Jul 2007

ROLE MODEL LIVING A DREAM TO BE A SUCCESS

Every night for nine years, Noria Mabasa dreamed about an old woman teaching her how to make sculptures from clay. At the time, Mabasa was only 27 years old and seriously ill from an unknown disease. The disease troubled her from 1965 to 1974.

Ancestral ceremony
Throughout her illness the dream was always there. One day she listened to it and in the end became a respected, award-winning artist.

Vuk'uzenzele visited Mabasa (69) at her home in Tshino, Vuwani where she now lives in a big modern house with a beautiful garden.

"After ignoring the old woman in my dream for a long time, my late father came into my dream and asked me why I was refusing wealth from the old woman. He told me I must ask my sister to organise an ancestral ceremony called muphaso." After the ceremony, the disease stopped immediately," Mabasa said.

The time had come to start doing what the old lady had taught her. So Mabasa followed her dream by making sculptures from clay.

Playing with clay

"It was very humiliating for an old woman to be 'playing' with clay in the village. I had to bribe my daughter with R1 to go and sell the sculptures. The first day she came back with R10," Mabasa said.

"One day I collapsed and saw the old woman again. She showed me how to make big sculptures," said the dreadlocked granny. She said the spirits told her not to cut her hair.

The first big work Mabasa sold was at Vuwani police station. At first she thought they would arrest her for showing them such a big, strange-looking thing. But one of the policemen liked the sculpture and bought it for R10.
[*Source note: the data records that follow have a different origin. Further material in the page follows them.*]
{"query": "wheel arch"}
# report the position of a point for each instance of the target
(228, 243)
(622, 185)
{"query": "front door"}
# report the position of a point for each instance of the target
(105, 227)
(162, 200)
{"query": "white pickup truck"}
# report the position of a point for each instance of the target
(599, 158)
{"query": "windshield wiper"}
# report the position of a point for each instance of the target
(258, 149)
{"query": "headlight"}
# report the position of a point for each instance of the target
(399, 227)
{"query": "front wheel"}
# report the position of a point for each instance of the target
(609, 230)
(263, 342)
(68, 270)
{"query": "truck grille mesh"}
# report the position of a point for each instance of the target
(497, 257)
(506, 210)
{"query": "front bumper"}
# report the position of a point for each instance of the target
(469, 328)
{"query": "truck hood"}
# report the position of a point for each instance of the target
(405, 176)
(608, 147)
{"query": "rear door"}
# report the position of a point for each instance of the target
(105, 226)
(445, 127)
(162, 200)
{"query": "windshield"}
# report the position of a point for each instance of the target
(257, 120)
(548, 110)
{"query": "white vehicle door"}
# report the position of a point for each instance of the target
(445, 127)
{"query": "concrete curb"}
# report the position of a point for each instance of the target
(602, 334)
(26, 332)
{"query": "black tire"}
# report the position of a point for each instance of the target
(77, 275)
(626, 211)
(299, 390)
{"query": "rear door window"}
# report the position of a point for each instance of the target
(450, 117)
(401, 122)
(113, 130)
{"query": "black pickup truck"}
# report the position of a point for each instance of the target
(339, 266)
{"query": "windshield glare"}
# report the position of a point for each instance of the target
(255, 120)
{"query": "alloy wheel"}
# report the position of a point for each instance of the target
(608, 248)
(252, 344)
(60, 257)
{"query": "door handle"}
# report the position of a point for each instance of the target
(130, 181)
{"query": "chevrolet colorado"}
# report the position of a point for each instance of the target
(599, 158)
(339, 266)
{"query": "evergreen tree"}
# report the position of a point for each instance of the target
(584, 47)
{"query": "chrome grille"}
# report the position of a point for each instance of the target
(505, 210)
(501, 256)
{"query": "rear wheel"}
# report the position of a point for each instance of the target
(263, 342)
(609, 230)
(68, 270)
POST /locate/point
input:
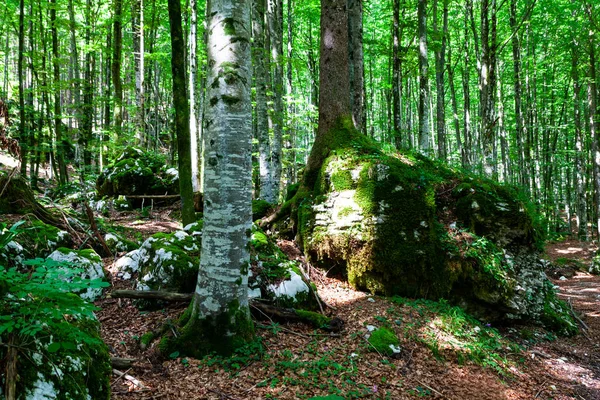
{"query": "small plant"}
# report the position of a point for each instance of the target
(384, 341)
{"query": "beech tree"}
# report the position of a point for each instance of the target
(219, 317)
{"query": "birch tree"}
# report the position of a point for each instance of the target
(219, 318)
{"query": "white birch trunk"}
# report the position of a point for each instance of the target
(223, 274)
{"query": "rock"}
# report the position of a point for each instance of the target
(168, 262)
(137, 172)
(88, 261)
(34, 239)
(79, 370)
(406, 225)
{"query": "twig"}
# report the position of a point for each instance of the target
(432, 389)
(577, 317)
(12, 173)
(225, 395)
(130, 378)
(120, 376)
(541, 389)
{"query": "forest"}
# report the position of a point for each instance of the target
(299, 199)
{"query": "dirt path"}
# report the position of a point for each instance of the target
(296, 364)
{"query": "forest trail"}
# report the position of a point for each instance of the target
(298, 363)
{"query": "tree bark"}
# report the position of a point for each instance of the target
(356, 63)
(58, 126)
(23, 137)
(424, 126)
(182, 114)
(137, 19)
(334, 83)
(261, 76)
(440, 61)
(275, 25)
(396, 75)
(116, 65)
(220, 303)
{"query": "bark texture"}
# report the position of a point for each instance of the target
(182, 114)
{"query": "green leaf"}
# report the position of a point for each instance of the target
(68, 346)
(53, 347)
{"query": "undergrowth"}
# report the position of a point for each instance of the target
(447, 329)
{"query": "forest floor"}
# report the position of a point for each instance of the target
(298, 362)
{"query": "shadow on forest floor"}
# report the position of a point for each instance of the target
(299, 362)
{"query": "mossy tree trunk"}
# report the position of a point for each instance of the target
(334, 84)
(219, 318)
(182, 114)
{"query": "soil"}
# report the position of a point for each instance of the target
(299, 362)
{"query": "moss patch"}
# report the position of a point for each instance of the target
(383, 339)
(221, 334)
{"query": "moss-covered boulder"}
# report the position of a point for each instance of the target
(275, 277)
(55, 367)
(169, 262)
(401, 224)
(34, 239)
(87, 261)
(137, 172)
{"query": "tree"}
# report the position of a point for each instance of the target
(261, 76)
(356, 63)
(424, 126)
(182, 114)
(334, 84)
(219, 318)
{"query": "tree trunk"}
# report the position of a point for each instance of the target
(261, 76)
(137, 19)
(182, 114)
(86, 132)
(194, 96)
(440, 56)
(580, 155)
(275, 19)
(116, 66)
(520, 128)
(593, 117)
(58, 127)
(424, 126)
(356, 66)
(487, 82)
(23, 137)
(334, 82)
(219, 318)
(396, 75)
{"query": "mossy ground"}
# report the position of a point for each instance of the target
(75, 370)
(221, 334)
(425, 230)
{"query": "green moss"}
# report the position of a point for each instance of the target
(382, 339)
(260, 208)
(86, 365)
(221, 334)
(342, 180)
(291, 191)
(556, 315)
(316, 319)
(146, 339)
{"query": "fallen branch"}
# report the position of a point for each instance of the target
(134, 381)
(122, 363)
(150, 295)
(287, 314)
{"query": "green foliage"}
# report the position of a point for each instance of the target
(260, 208)
(449, 329)
(50, 324)
(382, 339)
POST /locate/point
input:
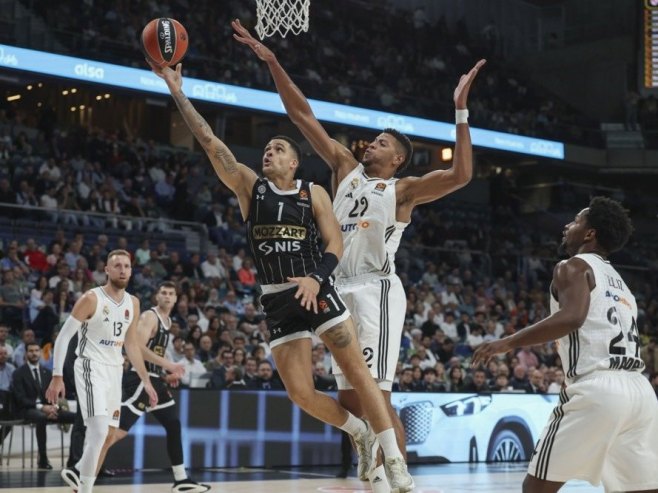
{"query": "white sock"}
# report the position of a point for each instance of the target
(353, 425)
(86, 484)
(179, 472)
(378, 481)
(389, 444)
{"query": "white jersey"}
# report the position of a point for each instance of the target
(609, 338)
(101, 336)
(365, 208)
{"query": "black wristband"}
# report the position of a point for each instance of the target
(325, 268)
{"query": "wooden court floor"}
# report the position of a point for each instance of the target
(446, 478)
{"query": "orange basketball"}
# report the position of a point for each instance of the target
(164, 41)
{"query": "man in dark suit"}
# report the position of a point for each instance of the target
(29, 384)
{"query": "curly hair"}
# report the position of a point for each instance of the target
(611, 222)
(406, 145)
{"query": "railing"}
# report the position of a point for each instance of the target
(14, 216)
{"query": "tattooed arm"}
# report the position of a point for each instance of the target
(236, 176)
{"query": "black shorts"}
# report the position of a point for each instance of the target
(135, 400)
(288, 320)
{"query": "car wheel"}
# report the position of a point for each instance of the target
(506, 446)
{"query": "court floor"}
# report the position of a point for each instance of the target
(445, 478)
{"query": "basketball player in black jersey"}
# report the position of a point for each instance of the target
(153, 331)
(285, 219)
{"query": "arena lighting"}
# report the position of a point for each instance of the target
(14, 58)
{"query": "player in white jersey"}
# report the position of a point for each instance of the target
(605, 427)
(105, 319)
(373, 208)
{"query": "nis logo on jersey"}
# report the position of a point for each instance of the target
(288, 238)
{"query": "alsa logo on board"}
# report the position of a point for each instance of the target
(89, 71)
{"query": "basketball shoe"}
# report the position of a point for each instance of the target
(398, 476)
(367, 446)
(188, 486)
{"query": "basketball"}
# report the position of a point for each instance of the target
(164, 41)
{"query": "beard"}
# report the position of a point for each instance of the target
(562, 249)
(118, 283)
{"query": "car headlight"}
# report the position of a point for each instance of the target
(467, 406)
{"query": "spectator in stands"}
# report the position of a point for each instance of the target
(29, 383)
(266, 379)
(205, 352)
(250, 370)
(247, 276)
(193, 367)
(456, 379)
(6, 370)
(35, 259)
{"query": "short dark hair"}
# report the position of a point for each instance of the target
(404, 141)
(293, 144)
(167, 284)
(611, 221)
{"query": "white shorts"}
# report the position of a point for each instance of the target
(99, 389)
(378, 305)
(605, 429)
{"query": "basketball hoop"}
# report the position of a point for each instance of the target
(281, 16)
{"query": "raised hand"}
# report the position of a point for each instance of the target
(55, 390)
(243, 36)
(461, 91)
(173, 78)
(487, 350)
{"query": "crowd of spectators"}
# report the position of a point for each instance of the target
(386, 74)
(489, 277)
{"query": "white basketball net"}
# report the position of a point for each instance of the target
(281, 16)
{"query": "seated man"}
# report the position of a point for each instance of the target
(29, 383)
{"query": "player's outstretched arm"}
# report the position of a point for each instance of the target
(83, 309)
(133, 350)
(437, 184)
(573, 280)
(338, 157)
(148, 322)
(236, 176)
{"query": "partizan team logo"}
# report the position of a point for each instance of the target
(323, 306)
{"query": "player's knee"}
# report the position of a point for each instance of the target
(302, 396)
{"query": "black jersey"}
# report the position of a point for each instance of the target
(157, 344)
(282, 232)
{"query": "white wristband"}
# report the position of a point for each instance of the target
(461, 116)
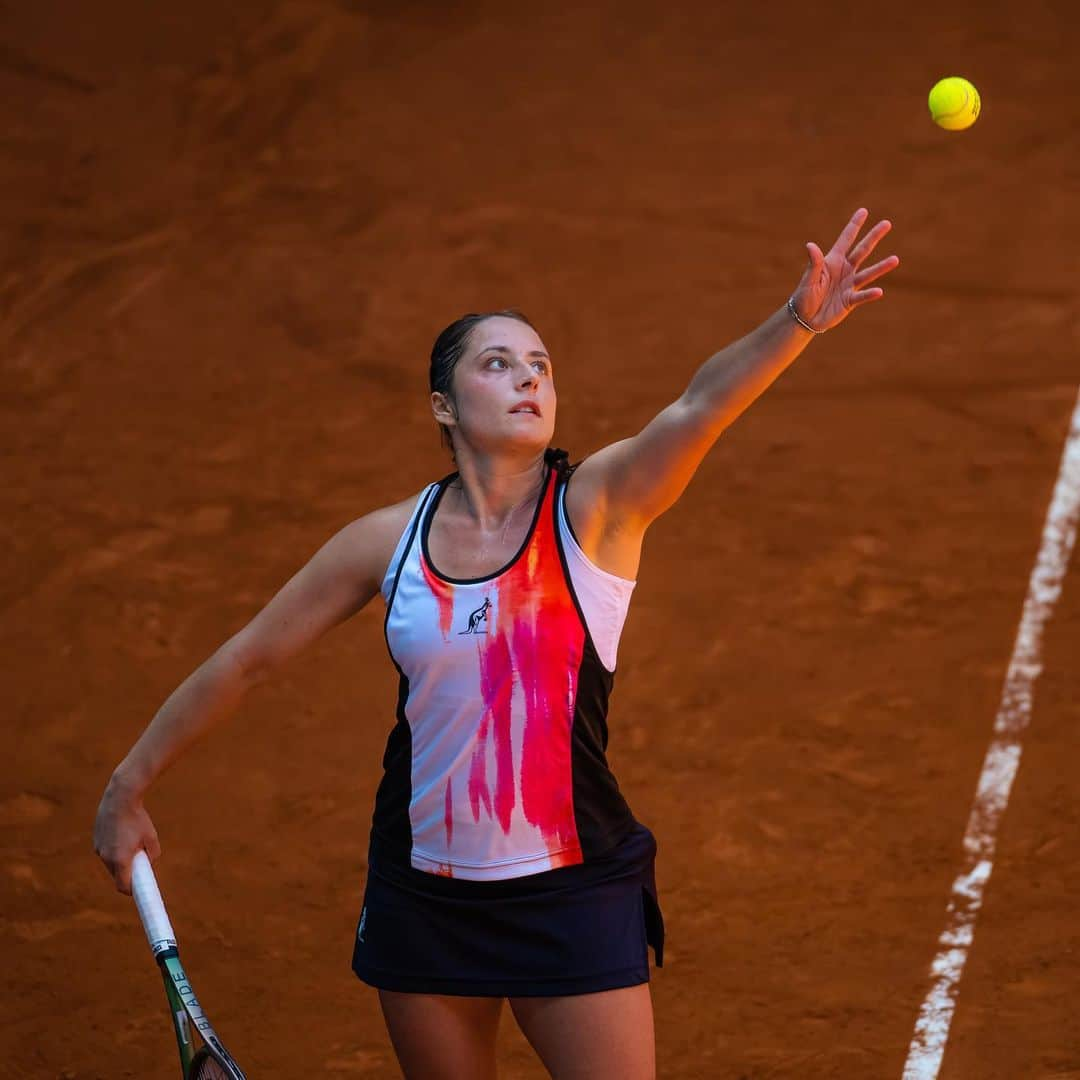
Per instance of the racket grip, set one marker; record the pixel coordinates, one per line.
(151, 907)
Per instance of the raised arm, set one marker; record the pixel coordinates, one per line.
(637, 478)
(338, 580)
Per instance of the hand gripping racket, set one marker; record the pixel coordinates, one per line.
(211, 1061)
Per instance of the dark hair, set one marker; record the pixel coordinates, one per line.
(447, 351)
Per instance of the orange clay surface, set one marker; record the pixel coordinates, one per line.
(231, 234)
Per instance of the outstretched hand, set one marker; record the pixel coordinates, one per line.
(833, 285)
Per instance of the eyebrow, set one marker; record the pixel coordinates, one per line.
(502, 348)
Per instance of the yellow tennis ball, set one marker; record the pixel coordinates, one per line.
(954, 104)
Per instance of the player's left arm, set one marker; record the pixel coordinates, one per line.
(637, 478)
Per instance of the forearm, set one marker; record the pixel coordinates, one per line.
(205, 698)
(731, 379)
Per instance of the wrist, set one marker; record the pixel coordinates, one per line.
(802, 322)
(126, 784)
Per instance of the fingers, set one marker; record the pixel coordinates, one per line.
(862, 250)
(847, 238)
(879, 269)
(864, 296)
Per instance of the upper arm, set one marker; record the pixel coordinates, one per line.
(335, 583)
(636, 480)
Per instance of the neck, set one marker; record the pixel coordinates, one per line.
(491, 497)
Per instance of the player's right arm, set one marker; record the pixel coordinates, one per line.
(338, 580)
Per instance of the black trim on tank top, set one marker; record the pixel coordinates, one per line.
(423, 500)
(566, 569)
(430, 514)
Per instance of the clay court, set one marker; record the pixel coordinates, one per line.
(231, 235)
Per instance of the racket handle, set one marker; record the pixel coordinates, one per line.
(151, 907)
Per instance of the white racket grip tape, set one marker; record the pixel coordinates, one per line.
(151, 907)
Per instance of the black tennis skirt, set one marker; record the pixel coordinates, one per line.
(570, 930)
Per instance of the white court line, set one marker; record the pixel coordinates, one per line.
(999, 767)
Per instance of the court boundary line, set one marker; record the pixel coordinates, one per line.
(999, 766)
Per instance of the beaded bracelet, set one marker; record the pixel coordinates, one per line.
(798, 319)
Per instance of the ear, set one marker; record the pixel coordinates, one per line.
(443, 408)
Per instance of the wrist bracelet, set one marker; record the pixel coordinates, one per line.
(798, 319)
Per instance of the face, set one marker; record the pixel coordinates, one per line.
(504, 363)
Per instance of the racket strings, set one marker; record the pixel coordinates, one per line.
(205, 1068)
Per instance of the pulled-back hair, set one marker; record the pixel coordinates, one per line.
(448, 349)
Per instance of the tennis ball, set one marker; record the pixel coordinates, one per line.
(954, 104)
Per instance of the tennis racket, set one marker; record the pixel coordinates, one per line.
(211, 1061)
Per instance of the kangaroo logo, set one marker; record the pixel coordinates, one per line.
(475, 618)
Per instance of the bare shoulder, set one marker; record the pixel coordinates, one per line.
(612, 541)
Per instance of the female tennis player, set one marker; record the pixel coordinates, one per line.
(503, 861)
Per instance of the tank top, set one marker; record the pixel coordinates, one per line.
(496, 767)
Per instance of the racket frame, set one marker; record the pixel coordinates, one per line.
(184, 1007)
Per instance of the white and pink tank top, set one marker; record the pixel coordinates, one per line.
(496, 767)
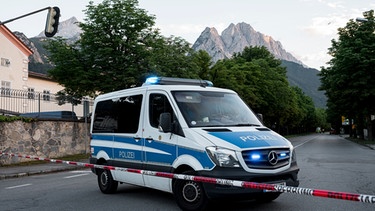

One night the old woman told her in a dream to make sculptures from wood. A small wooden sculpture made as a gift for a relative in Johannesburg, attracted a journalist's attention who wrote a story about her work.

Exhibitions

After the story appeared in a newspaper, people became interested in her work. "I started exhibiting my sculptures in Thohoyandou, Johannesburg, Grahamstown and other parts of the country," she said. She has also exhibited in most African countries and in the rest of the world, including France, the USA, Belgium and Britain. Her work can be seen in the Union Buildings in Pretoria, as well as in most major art galleries in South Africa.

Awards

Mabasa has received many awards, including the National Order of the Baobab from the President. The City of Johannesburg has also named a street in Newtown after her.

She says the old woman doesn't appear in her dreams anymore, but communicates with her in voices. "Most of the time I just work on the wood without knowing what I'm doing. I will then hear a voice telling me what it is.

It happened when I did a sculpture of the Mozambique floods, Hector Peterson, the women's march and the release of Nelson Mandela from prison," she said. "I am not educated and didn't even know about all these things."

Art school

Today, Mabasa's house is one of the top tourist attractions in Limpopo. Government is building an art school at her house for more than R1 million where future artists will study. It is expected to open later this year.

- Ndivhuwo Khangale

It is said that to be successful , one must have dreams. This means that to make it in life, you must have goals. For Noria Mabasa it was an actual dream that led to her success as an artist.